OneName intends to be open source with its offering, even when it comes to tools that could be considered products like OpenName.org, which allows users to search a directory of Openname profiles and display the search engine on their website.

This commitment to open source means that OpenName.org will index anyone who has their information stored on the blockchain, even those who don't have profiles with OneName.

"Someone could be sitting in Australia, using their own client to register themselves, without registering through us, and our search will still index them and they will get included in the search," Ali explained.

OpenName Auth, in turn, will seek to provide a password-less authentication option to developers, whose end users may be hesitant about interacting with a third party.
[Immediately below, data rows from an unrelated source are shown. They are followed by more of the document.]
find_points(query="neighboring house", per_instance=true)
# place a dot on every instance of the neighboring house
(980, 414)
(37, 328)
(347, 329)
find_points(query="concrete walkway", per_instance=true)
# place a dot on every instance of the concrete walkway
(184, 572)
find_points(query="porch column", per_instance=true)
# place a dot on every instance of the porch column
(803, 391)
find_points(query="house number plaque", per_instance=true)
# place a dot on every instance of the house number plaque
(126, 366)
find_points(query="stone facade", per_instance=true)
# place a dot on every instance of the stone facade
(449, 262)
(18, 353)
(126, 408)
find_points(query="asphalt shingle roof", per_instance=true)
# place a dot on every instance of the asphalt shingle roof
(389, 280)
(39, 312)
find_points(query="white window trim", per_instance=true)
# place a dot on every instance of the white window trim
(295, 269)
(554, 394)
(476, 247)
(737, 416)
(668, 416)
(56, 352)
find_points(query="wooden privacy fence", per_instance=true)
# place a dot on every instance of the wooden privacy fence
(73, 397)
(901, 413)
The project is currently in development, and is still in the proposal stages.

Application login first

OneName stressed that, while it hopes the initial projects it builds will be more broadly applicable, it is primarily focused on application login. Ali and Shea positioned OneName as different from other proposals, such as the Windhover Principles, which recently saw more than 20 companies in the digital currency space pledge to develop an identity solution aimed at know-your-customer (KYC) compliance.

Rather than interface with any government documents or databases, Shea said OneName isn't focusing on any documentation aimed at proving citizenship.

"We are looking at it more as probabilistic identity, you connect a bunch of online presences, your Github or your Twitter, and it gives you a sense with a high probability that it is this person, but it's not really verified by a government by a Social Security number," Ali added.

However, Shea said that it is not ruling out that the tools it is building today couldn't prove to be the foundation for future projects that solve for KYC identity challenges.

"Over time we would want it to be extensible to everything," he said, "so you could imagine it being used for something like KYC at some point."

Multiyear ambitions

Ali and Shea further indicated that they are eager to tap the resources that their new investors can provide. For example, Shea noted that OneName now has access to other bitcoin companies in the space, which could help them better develop a solution that meets their needs.

"We want to be able to provide software to all the bitcoin companies and help them work with a common protocol around identity," Shea said.

The funding will also give the developers the ability to focus on growing the openname protocol without worrying about any short-term business model.

Both and Ali Shea, however, aren't worried about the company's future, arguing that should OneName succeed at building the tools it has planned, a business plan will follow.

"You can imagine if this thing becomes the missing identity layer of the Internet, then you can figure out how OneName can try to monetize that," Ali added.